Body weight and BCS at the loin and tailhead (using a 0 to 5 scale; Mulvany, 1977) were recorded at the start of the experiment and at the end of each experimental period. Milk samples (approximately 300 mL in total per cow) were collected for organoleptic qualities at each of 2 consecutive milkings at the end of each period on a Monday afternoon and Tuesday morning, and bulked and stored (without preservative) in a food-grade refrigerator. These bulked samples were pasteurized on the Tuesday morning by heating to 63°C and maintaining this temperature for 30 min in a water bath, and were then subsampled. Approximately 100 mL of the subsampled pasteurized milk sample was stored (frozen at –20°C, without preservative) for analysis of fatty acids. A remaining pasteurized sample was transported to Bristol University for taste panel analysis of organoleptic quality on the Thursday of each collection week. Additional individual morning and evening milking samples of the same (unpasteurized) milk (approximately 50 mL, with milk preservative) was sent for near infrared analysis of fat, protein, and lactose (National Milk Records, Chippenham, Wiltshire, UK).

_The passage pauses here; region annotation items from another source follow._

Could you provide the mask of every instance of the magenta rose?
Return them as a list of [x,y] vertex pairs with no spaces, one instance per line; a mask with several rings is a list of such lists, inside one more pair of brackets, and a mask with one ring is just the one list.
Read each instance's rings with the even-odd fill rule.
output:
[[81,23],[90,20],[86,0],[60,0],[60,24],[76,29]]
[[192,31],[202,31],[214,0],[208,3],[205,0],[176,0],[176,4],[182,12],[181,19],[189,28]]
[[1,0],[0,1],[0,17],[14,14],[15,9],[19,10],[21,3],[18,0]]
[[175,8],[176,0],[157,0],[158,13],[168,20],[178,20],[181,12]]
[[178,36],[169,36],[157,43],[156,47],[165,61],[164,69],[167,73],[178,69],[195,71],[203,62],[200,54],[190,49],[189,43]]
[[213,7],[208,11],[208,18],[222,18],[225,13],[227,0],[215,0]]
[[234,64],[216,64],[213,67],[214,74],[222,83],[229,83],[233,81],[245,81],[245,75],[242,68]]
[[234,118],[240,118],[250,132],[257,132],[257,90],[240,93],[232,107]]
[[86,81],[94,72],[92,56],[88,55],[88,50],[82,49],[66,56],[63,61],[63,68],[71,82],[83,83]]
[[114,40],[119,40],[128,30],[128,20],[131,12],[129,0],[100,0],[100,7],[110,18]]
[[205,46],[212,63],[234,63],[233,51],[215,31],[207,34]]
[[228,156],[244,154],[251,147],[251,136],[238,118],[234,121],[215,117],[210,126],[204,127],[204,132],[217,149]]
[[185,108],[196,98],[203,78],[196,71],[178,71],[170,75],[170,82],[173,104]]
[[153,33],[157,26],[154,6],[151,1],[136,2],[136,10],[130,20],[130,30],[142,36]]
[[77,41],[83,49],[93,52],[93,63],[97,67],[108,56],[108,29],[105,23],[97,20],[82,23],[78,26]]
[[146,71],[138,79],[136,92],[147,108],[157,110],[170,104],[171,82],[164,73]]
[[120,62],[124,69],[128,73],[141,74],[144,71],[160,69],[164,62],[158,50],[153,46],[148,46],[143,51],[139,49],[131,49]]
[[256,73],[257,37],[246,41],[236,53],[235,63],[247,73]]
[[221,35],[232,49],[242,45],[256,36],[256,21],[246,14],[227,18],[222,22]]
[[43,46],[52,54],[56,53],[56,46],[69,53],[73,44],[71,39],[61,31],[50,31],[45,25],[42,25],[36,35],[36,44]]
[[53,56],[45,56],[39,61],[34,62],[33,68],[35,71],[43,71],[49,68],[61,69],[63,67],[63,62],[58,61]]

In addition to the above measurements, for those animals housed in the metabolism unit, feed digestibility and N partitioning measurements were carried out during 6 d at the end of each experimental period as follows. Externally applied urine and feces separators were used to collect total outputs of excreta from the cows for 6 d. Subsamples of feed, excreta, and milk were collected, kept fresh (chilled to 4°C), and analyzed as described previously (Dewhurst et al., 2000; Moorby et al., 2000, 2006). Nitrogen balance was calculated as the difference between total N intakes (in feed) and N outputs (in excreta and milk). Apparent whole-tract diet digestibility was also measured at these times as the difference in intake and output of DM, OM, N, and NDF, and these values were used to calculate intakes of digestible diet components for all cows on the appropriate treatments. Diet ME (Mcal/kg) density was calculated as 3.7 x digestibility of OM expressed as a proportion (g/g) of the DM (Agricultural and Food Research Council, 1993). In addition to feces samples required for digestibility and N partitioning measurements, a further 50-mL mixed subsample from each cow was collected and subsampled. Part of this sample was stored frozen at –80°C for analysis by denaturing gradient gel electrophoresis (DGGE), and another part was kept fresh (chilled to 4°C) for assessment of E. coli O157 populations.

Milk fatty acids from thawed milk samples were extracted and methylated using the base-only method of Lee and Tweed (2008). Fatty acids were analyzed using a Varian CP3800 gas chromatograph fitted with a flame-ionization detector (Varian Ltd., Oxford, UK) and a CP-Select column (100 m x 0.25 mm x 0.2 µm; Varian Ltd.) as described by Lee et al. (2005).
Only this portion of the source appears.